Le secret de JavotteIIIIIIIVVPage de copyright

Le secret de Javotte

 Alfred de Musset

I

L’automne dernier, vers huit heures du soir, deux jeunes gens revenant de la chasse suivaient à cheval la route de Noisy, à quelque distance de Luzarches. Derrière eux marchait un piqueur menant les chiens. Le soleil se couchait et dorait au loin la belle forêt de Carenelle, où le feu duc de Bourbon aimait à chasser. Tandis que le plus jeune des deux cavaliers, âgé d’environ vingt-cinq ans, trottait gaiement sur sa monture, et s’amusait à sauter les haies, l’autre paraissait distrait et préoccupé. Tantôt il excitait son cheval et le frappait avec impatience, tantôt il s’arrêtait tout à coup et restait au pas en arrière, comme absorbé par ses pensées. À peine répondait-il aux joyeux discours de son compagnon, qui, de son côté, le raillait de son silence. En un mot, il semblait livré à cette rêverie bizarre, particulière aux savants et aux amoureux, qui sont rarement où ils paraissent être. Arrivé à un carrefour, il mit pied à terre, et s’avançant au bord d’un fossé, il ramassa une petite branche de saule qui était enfoncée dans le sable assez profondément ; il détacha une feuille de cette branche, et, sans qu’on l’aperçût, la glissa furtivement dans son sein ; puis, remontant aussitôt à cheval :

— Pierre, dit-il au piqueur, prends le tourne-bride et va-t’en aux Clignets par le village ; nous rentrerons, mon frère et moi, par la garenne ; car je vois qu’aujourd’hui Gitana n’est pas sage, elle me ferait quelque sottise si nous rencontrions dans le chemin creux quelque troupeau de bestiaux rentrant à la ferme.

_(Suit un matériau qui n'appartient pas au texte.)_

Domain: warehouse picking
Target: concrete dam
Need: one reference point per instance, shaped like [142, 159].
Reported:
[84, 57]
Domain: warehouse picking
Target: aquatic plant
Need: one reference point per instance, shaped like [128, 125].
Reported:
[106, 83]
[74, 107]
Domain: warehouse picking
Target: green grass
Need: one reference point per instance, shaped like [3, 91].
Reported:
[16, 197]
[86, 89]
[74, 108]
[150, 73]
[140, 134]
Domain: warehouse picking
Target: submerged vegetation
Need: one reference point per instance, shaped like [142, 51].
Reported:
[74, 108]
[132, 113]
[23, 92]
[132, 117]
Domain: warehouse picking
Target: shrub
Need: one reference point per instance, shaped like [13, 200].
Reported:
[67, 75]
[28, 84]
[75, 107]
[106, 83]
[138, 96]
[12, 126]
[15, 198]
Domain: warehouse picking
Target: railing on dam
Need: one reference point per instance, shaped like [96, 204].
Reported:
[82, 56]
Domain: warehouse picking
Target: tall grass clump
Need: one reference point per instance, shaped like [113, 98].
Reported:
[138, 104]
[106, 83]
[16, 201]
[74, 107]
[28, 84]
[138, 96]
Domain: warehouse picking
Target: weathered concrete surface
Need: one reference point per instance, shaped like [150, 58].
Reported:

Le piqueur obéit et prit avec ses chiens un sentier tracé dans les roches. Voyant cela, le jeune Armand de Berville (ainsi se nommait le moins âgé des deux frères) partit d’un grand éclat de rire :

— Parbleu ! dit-il, mon cher Tristan, tu es d’une prudence admirable ce soir. N’as-tu pas peur que Gitana ne soit dévorée par un mouton ? Mais tu as beau faire ; je parierais que, malgré toutes tes précautions, cette pauvre bête, d’ordinaire si tranquille, va te jouer quelque mauvais tour d’ici à une demi-heure.

— Pourquoi cela ? demanda Tristan d’un ton bref et presque irrité.

— Mais, apparemment, répondit Armand en se rapprochant de son frère, parce que nous allons passer devant l’avenue de Renonval, et que ta jument est sujette à caracoler quand elle voit la grille. Heureusement, ajouta-t-il en riant, et de plus belle, que madame de Vernage est là, et que tu trouveras chez elle ton couvert mis, si Gitana te casse une jambe.

— Mauvaise langue, dit Tristan souriant à son tour un peu à contre-cœur, qu’est-ce qui pourra donc te déshabituer de tes méchantes plaisanteries ?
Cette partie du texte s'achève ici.